My Dog Is A Crazed Lunatic; I Fear For My Life

I have a crazy fucking dog. He weighs twenty pounds and is some terrier mix. He is cute enough, but he has some bad blood in him. We got him at the pound. It figures that the first dog I wanted was the most neurotic and idiosyncratic dog ever. He likes to chew on used tampons. He loves all used paper product; the softer the better.

My dog hates men. My dog hates loud noises. My dog hates skateboarders. One time I was walking my dog and he broke free from his leash and ran after a back-hoe. He tossed himself at it with gnarling teeth and bounced off the giant wheel. He returned frustrated, but just as angry. He goes crazy when we aren't around, yet will try and bite me in the face if I move him off my pillow.

He hates other dogs. He once attacked a dog and made the owner fall. She said, "What's wrong with you people?" I went from apologetic to angry. "You people?" I said like Spike Lee. Every time I walk my god, which is everyday, he freaks out and acts like he has been interred in a doggy prison camp for years. He yelps, jumps, contorts, moans, and paws. He knew how to shake for three years, but I did not discover this until a friend used the word paw instead of shake. He has a discriminating vocabulary.

I have a special leash for my dog. Otherwise, he will pull like he is taking a fucking wagon train to Oregon and he wants to make it in less than a month. He once got free while visiting family, and returned only with a puff of Collie hair in his mouth. He won't eat unless we are home. He likes to take one piece of food and bring it into the room we are in, eat it there, and then return for more.
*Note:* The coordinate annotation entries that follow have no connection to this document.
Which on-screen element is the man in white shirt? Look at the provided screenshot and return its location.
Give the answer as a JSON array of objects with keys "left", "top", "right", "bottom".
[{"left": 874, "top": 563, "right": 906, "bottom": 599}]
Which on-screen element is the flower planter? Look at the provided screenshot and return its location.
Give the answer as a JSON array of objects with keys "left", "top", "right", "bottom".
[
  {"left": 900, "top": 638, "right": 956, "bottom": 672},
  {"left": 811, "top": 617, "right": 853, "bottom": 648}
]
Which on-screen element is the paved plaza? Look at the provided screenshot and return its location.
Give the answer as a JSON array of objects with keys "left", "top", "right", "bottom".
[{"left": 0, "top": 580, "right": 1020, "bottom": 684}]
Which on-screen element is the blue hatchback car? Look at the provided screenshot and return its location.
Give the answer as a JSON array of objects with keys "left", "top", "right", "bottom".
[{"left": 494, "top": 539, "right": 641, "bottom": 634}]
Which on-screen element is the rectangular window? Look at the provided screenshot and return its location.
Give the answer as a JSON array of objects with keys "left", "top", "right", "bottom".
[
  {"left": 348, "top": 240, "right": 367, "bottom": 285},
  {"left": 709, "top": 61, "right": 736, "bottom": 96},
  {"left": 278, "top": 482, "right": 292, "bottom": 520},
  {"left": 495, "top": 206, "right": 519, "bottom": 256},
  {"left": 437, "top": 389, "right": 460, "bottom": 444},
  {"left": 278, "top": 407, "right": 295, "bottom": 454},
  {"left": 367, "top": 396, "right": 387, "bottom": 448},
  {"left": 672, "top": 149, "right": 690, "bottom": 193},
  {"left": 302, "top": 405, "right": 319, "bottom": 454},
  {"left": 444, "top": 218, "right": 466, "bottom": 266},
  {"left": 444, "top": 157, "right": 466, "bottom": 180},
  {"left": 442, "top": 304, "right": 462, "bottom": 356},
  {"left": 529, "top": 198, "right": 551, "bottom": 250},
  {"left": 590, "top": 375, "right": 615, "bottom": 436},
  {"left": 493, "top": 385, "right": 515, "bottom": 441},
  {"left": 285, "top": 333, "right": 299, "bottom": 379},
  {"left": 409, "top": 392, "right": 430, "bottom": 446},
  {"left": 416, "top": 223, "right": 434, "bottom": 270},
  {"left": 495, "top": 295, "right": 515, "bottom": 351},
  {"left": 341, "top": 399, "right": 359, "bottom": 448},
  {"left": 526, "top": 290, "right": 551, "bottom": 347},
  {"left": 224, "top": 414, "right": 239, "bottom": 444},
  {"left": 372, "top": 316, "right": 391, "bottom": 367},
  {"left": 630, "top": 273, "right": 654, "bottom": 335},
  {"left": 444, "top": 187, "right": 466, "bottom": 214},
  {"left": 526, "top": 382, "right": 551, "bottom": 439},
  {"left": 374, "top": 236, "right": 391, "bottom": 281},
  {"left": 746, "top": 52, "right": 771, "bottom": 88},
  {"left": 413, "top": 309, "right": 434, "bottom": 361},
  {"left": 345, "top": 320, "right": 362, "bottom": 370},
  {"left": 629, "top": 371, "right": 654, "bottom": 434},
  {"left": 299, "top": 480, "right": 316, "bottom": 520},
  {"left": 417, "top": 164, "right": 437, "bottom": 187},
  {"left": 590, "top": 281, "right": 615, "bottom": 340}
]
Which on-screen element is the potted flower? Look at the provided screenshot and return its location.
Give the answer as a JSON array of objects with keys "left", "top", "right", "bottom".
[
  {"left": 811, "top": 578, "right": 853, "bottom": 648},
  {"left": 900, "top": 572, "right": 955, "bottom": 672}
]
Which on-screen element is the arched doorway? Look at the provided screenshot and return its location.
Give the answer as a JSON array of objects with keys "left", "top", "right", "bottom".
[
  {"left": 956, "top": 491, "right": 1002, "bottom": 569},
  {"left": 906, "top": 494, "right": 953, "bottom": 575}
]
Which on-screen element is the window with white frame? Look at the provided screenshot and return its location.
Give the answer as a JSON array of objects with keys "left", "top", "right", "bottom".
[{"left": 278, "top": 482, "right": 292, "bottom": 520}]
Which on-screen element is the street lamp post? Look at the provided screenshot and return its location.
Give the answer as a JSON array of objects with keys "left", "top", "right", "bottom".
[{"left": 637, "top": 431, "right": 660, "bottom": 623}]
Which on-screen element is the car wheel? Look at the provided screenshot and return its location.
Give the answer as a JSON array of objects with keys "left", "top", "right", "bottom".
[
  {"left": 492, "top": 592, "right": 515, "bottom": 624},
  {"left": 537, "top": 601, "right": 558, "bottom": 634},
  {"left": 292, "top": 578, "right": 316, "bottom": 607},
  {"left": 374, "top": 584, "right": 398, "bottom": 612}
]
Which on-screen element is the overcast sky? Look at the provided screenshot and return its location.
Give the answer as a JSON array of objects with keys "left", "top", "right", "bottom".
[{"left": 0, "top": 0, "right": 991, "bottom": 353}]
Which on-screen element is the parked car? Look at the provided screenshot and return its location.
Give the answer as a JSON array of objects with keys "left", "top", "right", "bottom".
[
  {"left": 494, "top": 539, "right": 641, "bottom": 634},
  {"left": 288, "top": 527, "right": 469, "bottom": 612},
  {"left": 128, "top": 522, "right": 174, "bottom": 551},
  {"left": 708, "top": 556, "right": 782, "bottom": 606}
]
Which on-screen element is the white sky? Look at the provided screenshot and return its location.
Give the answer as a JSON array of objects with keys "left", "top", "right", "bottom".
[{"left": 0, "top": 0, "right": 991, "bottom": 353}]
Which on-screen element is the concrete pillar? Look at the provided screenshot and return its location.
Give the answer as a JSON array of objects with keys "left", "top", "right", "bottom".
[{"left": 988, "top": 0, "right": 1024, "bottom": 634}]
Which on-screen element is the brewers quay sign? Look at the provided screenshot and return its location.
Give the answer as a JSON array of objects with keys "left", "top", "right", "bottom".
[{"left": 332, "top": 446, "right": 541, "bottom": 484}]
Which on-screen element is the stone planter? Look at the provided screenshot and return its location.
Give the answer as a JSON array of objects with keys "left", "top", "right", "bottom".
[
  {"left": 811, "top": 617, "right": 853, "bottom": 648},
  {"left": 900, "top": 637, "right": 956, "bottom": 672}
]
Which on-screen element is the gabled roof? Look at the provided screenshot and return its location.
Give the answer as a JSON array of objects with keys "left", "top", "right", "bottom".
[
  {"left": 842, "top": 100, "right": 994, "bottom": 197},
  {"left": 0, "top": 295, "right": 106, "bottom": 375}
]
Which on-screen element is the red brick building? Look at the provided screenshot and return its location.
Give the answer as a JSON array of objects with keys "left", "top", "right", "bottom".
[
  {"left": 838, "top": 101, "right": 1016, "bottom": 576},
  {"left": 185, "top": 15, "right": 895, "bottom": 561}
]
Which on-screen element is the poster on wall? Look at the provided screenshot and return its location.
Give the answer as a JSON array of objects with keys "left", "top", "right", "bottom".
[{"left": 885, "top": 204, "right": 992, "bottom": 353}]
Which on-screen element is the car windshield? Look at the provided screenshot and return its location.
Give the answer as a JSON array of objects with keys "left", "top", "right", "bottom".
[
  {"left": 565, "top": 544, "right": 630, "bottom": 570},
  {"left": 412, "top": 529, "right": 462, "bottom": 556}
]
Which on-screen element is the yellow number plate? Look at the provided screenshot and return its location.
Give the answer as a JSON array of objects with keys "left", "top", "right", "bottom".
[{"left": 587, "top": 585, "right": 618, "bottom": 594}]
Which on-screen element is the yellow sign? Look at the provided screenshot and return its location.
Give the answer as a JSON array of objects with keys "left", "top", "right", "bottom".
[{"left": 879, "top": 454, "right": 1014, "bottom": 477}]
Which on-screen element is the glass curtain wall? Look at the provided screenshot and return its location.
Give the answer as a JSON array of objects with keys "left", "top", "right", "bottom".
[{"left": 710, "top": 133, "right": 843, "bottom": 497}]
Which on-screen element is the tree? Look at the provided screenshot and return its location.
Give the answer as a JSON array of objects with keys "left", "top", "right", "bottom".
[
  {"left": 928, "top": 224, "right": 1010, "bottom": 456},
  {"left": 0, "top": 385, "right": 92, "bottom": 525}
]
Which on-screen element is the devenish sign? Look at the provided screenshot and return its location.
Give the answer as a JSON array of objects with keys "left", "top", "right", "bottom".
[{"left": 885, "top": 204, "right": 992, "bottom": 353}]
He peed all over the shitty carpeting we had on our floors. The other day I got home and he was eating holiday chocolates. It took me an hour to find his stash. He had hidden them neatly under a seat, and had decided to eat each one individually.

He is not groomed because he will bite my face off. I bath him, but he can only take so much before he snarls and heads for the door. He likes to sleep on my legs at night, so if I move, he can run right up and take my place next to my wife. He is dominant. When we drive in the car, he won't stay in the back seat. He slowly tries to squeeze his way up front. He tries to tunnel to the front seat from beneath. He bit the local Cesar Milan guy in the face.

The veteranarian says my dog likes histroniocs. He must be muzzled. He takes himself very seriously on walks, which embarrasses me, because I do not take myself seriously at all. I wish I could tell him that he looks foolish and earnest, but he would not care. He was probably abused. They had named him Shrek when we found him. Shrek is apparently an ogre. We changed his name.

I love my dog. I would want nothing to happen to him. But he is an outward manifestation of all the neuroses inside of me. It is like watching my mind prance uncontrollably around the house. Sometimes I like it when he stays under the bed.

Lastly, do not tell me that it is my fault. I know it is. I am a horrible owner. But my dog has special needs. If he was in school, he would be in special classes and require an attendant at all times. He would smoke in the bathroom and beat up bullies that picked on nerds. There is more to tell about my dog, but that is enough for now.


  1. Hiding the chocolates and eating one by one is so brilliant. He should have a comic strip!

  2. It was awesome. He had planned so well. Foiled!

  3. A dog is the only thing on earth that loves you more than you love yourself.

  4. Your terrier must be related to my batshit crazy terrier. Same size, weight, walk behavior, and homicidal tendencies.